Windwardside shops I’d recommend:
- Sea Saba, right on the main corner, for T-shirts and other assorted Saba fare — not to mention the amazing photography of John Magor. Check out the aerial photographs of Saba that are unsurpassed — and the incredible, whimsical tree frog photos — great gifts and souveniers!
- El Momo (go upstairs for some island buys).
- Jo Bean Glass – up on the level, you may want to take a taxi, unless you like walking up steep hills. Go here if you like glass beads. Jo Bean does demos of how she makes the beads, which is cool and only takes 10 minutes. I particularly like the Saba tree frog and Saba lizard beads – cute!

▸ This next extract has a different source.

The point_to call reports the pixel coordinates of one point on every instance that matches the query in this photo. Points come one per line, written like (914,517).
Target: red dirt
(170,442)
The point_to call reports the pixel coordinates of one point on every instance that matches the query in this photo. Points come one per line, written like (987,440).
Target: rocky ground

- Saba Lace – Stop by and see Helen for some beautiful lace (around the corner from the Unique Store grocery store – which is across from the Saba Tourist office). You can also buy lace in Hell’s Gate. Ask anyone, they’ll point you in the right direction.
Dining (when you only have time for lunch)
- Tropics – The best casual lunch atmosphere’s because it overlooks the ocean. Wim and Johanna, owners, are friendly and fun. Tropics has a pool, for an afternoon dip or sipping drinks in the sun. You can order sandwiches from Tropics for a picnic as well.
- Family Deli – If you’re in the Bottom for sightseeing or a hike of “The Whale” (not recommended for a day trip unless you have a guide), stop into Family Deli. Joel loves the French toast and vanilla milkshakes! While there, you might be interested to know that the Family Deli is for sale — maybe a new career and lifestyle awaits?
- Queen’s Gardens – if you want something fancy with an amazing view, Queen’s Gardens is your place. I’ve heard mixed reviews about the food, but overall people seem to enjoy it.
- Pop’s – if you are hungry and at Fort Bay, where the Edge docks, Pop’s offers a little kitschy local color. Cool drinks, fried foods, packaged ice cream treats and sandwiches galore. If you plan a day in advance, you might be able to get one of Mom’s lobster rolls, which we hear are fabulous!
Stream of Consciousness
Wandering Windwardside – walk along the streets of Windwardside, in the area of the tourist center and thereabouts. Experience the friendliness of the Sabans and the pace of island time. Stop in the Snack Bar for a milkshake, smoothie or some other treat.
The Saba Carnival happens in the last week of July — a week of festivities including parades, live music and the big carnival celebration. This is the most family friendly carnival I know of — it’s great fun — both Sabans and expats unite to express their love of the island.